Digital identity verification ‘crucial’ to success of education post-COVID, say experts

Digital identity verification is important for maintaining a positive, safe educational environment and providing reassurance for parents and guardians, say Simon Osman of tested.me and Philipp Pointer of Jumio

Simon Osman, CEO, tested.me:

Q. How important do you think testing for COVID-19 is for getting schools back to a level of normality?

Testing is hugely important in the education sector. The countries who have fared best in the face of rising COVID-19 cases are those who have tested as many people as they can, as quickly as possible. The public and private sectors need to work together to ensure testing is accessible, affordable and frequent enough for school staff. The impact of more home-schooling on future generations cannot be understated. We need to move quickly and do everything we can to support one of our most important sectors.

Q. In an ideal world, how would testing be rolled out across the education sector?

While mass testing is the first step, I believe that having the ability to digitally verify and share your test results is key. With testing becoming more commonplace, we will quickly need ways to share our test results securely, whenever we need to and wherever we go. The education sector needs innovative technology to stay secure and focus on doing what it does best. My prediction is that, along with mass testing increasing in frequency, we will quickly see digital health verification app usage become a new part of our everyday lives.

Q. How can increased testing instil confidence in returning to work – particularly staff and teachers?

Increased testing means that education staff and teachers can feel confident coming to work and keeping our schools open, despite a rise in national infection levels. We need those working in our education sector to be supported by the right infrastructure. Right now, testing isn’t nearly accessible enough, and it needs to be.

“The public and private sectors need to work together to ensure testing is accessible, affordable and frequent enough for school staff” – Simon Osmon, test.me

Q. What kinds of technologies could help here? 

In our work with schools so far, we’ve seen that thermal scanner integrations are particularly useful in keeping staff secure and saving time. Ultimately, schools are under a huge amount of pressure and technologies – such as health verification apps or secure digital identification symbols – can help. What’s key is that the technology they install is easy to use and simple to integrate. Schools don’t have the technical infrastructure or capacity for complex software. It’s our job to ensure any solution that’s produced is created in direct response to the biggest problems they’re facing right now.

Philipp Pointner, chief product officer, Jumio

Q. The education sector has seen a number of data breaches in recent years. How can testing platforms ensure security of data and build trust with users?

Testing apps are harvesting a lot of PII (personal identifiable information) and that data must be protected from prying eyes. This means it needs to be encrypted in transit and at rest (within data centres). This means that app providers should seek out identity verification solutions that have been accredited and vetted by third -party security organisations, such as PCI-DSS and ISO-27001.  If we want consumers to use these apps en masse, they must be confident that their personal data will be treated with the utmost security and privacy by third party identity verification solutions.

Q. If testing is increased with more data being processed, how can schools and other educational institutions ensure that the result matches the real person and is legitimate?

Matching real-world and digital identities is vitally important when it comes to these kinds of testing platforms. At the end of the day, if the person using the service is actually accessing someone else’s health status, the whole process becomes futile.

The healthcare space is particularly vulnerable to impersonation fraud. Over one billion patient health records can be obtained on the dark web and more records are being added daily. For this reason, it’s essential that companies can verify that a person accessing information is who they say they are. The move away from the vulnerable password-based authentication is absolutely vital in order to prevent opportunistic fraudsters from taking advantage.

The most watertight way of doing this is through a Know Your Patient (KYP) process, which begins when a person opens an account. The process starts by requiring the individual, be it a teacher or pupil, to capture a picture of their government-issued ID (e.g. passport) via their smartphone or webcam, and then take a corroborating selfie.

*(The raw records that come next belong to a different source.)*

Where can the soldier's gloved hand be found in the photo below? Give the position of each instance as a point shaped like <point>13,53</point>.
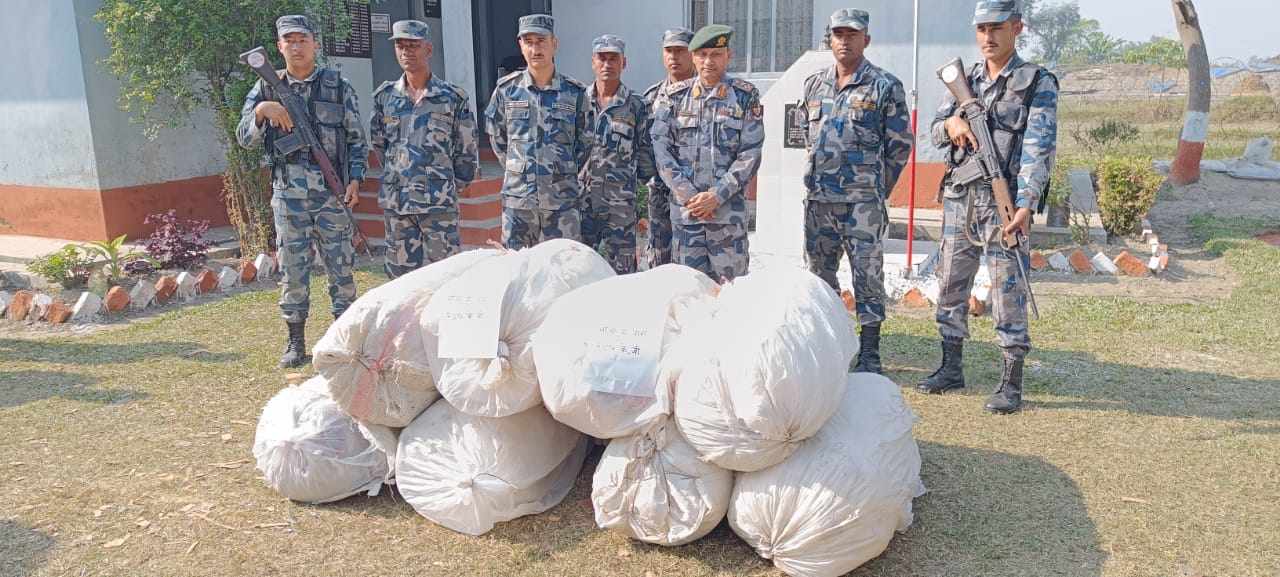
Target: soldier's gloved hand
<point>1022,221</point>
<point>275,114</point>
<point>960,133</point>
<point>352,197</point>
<point>703,205</point>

During the selfie-taking process, a 3D face map is created to ensure the person behind the ID is the person creating the account. This kind of technology ensures that the ID document is authentic and that the person pictured in the selfie matches the picture on the ID. Students and staff alike can then be authenticated on each subsequent login by capturing a new 3D face map and comparing it to the original one captured at enrolment. This process ensures that the person logging in is the same person who created the online account. 

“Over one billion patient health records can be obtained on the dark web and more records are being added daily”  – Philipp Pointer, Jumio

Q. How can companies instil trust in testing platforms and services? 

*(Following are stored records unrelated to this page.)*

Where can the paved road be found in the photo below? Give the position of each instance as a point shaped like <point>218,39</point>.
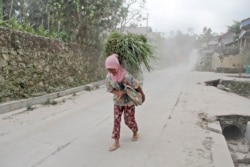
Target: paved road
<point>77,133</point>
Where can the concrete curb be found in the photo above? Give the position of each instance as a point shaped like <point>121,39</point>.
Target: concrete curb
<point>15,105</point>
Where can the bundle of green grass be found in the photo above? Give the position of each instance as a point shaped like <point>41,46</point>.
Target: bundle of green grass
<point>133,51</point>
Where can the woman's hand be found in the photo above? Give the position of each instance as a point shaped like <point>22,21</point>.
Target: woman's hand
<point>118,93</point>
<point>142,93</point>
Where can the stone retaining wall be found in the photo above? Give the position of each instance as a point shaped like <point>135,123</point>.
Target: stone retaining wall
<point>32,66</point>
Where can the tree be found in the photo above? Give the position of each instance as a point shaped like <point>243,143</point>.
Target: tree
<point>235,28</point>
<point>207,35</point>
<point>132,16</point>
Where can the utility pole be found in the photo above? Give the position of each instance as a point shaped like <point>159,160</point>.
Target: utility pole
<point>147,20</point>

Testing platforms are going to be essential as we move into the next phase of life and as the government recently outlined, is a clear tool for moving the UK forward. However, the health space has seen large-scale data breaches in recent years and as such, confidence and trust in any kind of digital testing system is understandably going to be low.

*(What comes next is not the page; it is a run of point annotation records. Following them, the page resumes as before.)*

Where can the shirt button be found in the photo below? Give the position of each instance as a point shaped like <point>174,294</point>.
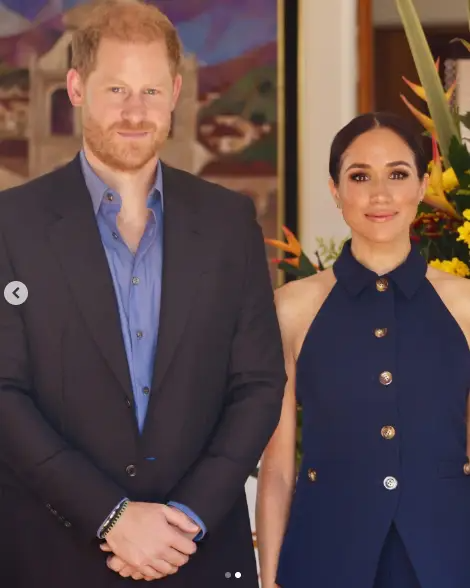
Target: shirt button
<point>379,333</point>
<point>131,471</point>
<point>385,378</point>
<point>381,284</point>
<point>388,432</point>
<point>390,483</point>
<point>312,475</point>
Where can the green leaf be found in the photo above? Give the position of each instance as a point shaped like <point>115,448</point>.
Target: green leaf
<point>465,120</point>
<point>465,43</point>
<point>428,75</point>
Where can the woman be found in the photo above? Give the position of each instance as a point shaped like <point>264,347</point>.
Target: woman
<point>376,351</point>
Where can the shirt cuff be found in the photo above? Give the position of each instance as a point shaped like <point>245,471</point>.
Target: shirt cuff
<point>188,512</point>
<point>118,505</point>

It will therefore take a combination of both a strong KYP process, to fundamentally prove that the system is giving an accurate answer; and the ability to prove that the data processed is safe. Therefore, working with technology partners to capitalise on their expertise is going to be crucial in instilling trust. Harnessing the verification and authentication technologies that have been so successful in other industries will go a long way in ensuring that legitimacy.